Depois de muito rivalizar com a forma nos seus últimos trabalhos e até com a teoria da arte num mundo em ruínas, Rooney vislumbra um caminho em “Intermezzo”. O título, aliás, antecipa eventos –um intermezzo, no xadrez, é um lance inesperado que muda o rumo do jogo.
Rooney joga, no livro, questões sobre nume, felicidade, onde está a venustidade da vida, se é ético ter uma existência bela. Coisas que ganham o corpo que a maturidade da própria autora pode oferecer –e que os leitores podem acessar.
São propostas cabeçudas para uma autora que vende milhões de cópias, tem suas obras transformadas em minisséries e cujos lançamentos são acontecimentos midiáticos, com food trucks temáticos e distribuição de bucket hats.

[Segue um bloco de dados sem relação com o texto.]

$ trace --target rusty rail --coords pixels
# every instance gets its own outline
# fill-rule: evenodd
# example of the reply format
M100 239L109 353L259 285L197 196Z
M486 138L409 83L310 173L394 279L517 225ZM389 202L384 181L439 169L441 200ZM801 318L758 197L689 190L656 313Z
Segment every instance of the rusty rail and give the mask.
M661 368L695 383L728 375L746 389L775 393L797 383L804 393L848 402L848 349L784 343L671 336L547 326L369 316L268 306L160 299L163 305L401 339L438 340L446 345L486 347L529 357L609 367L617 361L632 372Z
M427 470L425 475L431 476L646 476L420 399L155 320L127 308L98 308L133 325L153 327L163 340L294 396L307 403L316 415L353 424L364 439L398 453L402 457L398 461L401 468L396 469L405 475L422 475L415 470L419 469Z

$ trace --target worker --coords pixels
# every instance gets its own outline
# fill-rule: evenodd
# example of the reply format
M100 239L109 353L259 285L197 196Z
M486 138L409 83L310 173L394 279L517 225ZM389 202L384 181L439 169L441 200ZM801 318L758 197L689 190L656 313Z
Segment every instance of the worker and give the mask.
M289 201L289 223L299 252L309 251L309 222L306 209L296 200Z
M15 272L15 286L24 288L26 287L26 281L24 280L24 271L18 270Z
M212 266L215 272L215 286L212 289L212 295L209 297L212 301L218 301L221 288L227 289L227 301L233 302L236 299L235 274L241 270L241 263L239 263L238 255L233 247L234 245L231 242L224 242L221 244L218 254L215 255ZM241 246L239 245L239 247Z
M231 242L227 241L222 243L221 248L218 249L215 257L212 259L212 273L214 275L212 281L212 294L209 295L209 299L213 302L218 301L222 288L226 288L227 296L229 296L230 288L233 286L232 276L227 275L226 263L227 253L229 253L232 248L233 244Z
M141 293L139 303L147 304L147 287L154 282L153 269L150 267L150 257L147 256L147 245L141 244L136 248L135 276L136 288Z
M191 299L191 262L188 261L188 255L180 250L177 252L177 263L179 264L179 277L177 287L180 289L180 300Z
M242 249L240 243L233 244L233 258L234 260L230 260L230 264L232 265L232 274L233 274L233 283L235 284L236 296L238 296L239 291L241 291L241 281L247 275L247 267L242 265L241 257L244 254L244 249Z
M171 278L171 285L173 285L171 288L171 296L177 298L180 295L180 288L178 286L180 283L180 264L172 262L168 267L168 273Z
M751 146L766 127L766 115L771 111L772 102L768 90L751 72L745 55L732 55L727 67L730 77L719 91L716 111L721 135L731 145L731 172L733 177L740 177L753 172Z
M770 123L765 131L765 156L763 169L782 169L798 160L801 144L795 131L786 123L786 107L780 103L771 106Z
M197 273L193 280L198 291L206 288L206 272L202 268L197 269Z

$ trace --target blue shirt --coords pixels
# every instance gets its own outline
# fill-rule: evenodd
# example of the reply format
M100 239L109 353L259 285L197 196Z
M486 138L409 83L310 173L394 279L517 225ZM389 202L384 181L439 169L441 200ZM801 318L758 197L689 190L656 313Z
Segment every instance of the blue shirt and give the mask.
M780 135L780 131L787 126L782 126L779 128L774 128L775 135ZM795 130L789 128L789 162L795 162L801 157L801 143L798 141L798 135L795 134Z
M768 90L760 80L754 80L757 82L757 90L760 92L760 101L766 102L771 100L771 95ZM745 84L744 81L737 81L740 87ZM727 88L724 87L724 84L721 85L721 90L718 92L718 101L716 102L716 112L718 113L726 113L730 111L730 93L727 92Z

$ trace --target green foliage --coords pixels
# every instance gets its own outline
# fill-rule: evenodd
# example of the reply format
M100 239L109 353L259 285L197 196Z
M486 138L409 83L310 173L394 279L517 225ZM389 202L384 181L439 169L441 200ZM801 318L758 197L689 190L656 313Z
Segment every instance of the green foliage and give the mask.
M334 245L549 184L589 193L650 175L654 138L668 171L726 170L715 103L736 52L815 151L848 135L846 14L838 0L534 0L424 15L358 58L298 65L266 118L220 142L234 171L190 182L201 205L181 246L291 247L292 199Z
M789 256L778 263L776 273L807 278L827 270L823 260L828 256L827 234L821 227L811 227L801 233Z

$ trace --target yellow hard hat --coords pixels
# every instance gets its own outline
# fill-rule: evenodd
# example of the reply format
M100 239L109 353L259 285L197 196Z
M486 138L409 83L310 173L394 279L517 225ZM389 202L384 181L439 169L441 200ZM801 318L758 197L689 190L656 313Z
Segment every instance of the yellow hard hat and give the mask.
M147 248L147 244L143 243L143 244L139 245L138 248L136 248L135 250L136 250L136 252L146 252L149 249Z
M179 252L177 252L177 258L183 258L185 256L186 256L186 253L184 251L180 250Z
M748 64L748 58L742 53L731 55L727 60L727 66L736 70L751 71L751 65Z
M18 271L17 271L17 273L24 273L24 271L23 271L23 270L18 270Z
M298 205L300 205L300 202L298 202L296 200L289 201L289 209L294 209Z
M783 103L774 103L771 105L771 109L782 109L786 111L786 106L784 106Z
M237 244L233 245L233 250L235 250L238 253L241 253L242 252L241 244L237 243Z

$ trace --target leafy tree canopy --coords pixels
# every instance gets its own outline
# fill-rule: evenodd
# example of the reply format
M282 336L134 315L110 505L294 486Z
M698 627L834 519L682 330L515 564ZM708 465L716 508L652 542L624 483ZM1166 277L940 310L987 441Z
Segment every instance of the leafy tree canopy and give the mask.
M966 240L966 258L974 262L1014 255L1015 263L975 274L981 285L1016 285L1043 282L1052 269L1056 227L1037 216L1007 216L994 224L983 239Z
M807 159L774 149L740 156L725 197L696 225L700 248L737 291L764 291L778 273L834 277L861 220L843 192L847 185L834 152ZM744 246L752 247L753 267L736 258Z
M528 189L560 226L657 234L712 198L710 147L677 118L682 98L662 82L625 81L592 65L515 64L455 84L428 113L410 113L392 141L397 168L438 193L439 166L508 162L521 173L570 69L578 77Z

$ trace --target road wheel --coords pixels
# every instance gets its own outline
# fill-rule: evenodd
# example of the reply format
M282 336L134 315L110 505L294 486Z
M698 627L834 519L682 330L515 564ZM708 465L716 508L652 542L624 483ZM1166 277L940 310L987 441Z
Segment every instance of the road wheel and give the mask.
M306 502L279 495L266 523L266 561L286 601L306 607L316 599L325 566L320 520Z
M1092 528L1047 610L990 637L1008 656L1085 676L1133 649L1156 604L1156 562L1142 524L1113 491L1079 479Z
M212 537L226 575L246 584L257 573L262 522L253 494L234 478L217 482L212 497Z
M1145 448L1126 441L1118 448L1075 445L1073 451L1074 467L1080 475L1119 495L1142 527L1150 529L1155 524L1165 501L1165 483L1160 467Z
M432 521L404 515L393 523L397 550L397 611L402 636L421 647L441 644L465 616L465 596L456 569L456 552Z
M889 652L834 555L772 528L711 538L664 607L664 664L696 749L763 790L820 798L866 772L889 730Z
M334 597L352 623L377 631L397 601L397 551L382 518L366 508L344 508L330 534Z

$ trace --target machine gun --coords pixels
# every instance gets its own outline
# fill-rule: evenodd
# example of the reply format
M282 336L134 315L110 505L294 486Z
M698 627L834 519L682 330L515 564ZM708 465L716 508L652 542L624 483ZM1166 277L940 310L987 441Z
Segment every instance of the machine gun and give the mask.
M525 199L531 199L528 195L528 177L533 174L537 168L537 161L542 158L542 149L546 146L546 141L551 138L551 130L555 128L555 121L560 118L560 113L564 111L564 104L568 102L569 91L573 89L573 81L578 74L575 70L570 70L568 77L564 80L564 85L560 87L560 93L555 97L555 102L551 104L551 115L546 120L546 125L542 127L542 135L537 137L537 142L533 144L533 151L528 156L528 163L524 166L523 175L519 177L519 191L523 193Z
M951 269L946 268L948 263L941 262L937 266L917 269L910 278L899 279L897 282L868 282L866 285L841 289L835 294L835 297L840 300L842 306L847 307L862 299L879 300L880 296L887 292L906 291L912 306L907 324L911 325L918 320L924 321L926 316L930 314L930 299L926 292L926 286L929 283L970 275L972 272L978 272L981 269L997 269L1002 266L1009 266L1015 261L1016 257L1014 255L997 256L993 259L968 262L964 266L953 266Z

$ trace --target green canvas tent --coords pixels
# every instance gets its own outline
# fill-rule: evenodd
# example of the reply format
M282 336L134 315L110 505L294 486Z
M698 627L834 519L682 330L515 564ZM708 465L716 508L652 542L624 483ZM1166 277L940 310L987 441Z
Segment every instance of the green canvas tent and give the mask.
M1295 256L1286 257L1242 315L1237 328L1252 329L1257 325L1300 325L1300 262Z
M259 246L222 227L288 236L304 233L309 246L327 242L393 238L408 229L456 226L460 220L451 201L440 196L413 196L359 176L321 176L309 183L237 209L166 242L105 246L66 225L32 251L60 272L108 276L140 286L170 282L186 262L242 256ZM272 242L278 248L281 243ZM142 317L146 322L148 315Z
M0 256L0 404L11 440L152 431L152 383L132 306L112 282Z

Agora, em um livro que começa com uma título de Wittgenstein, flerta com Joyce e abraça teoria do xadrez –o termo do caótico primeiro capítulo assusta com uma notação estratégica sobre uma início de peão agressiva– Rooney pode parecer mais complicada do que seu público aguenta.
Mas estamos todos amadurecendo –e a autora não nos subestima.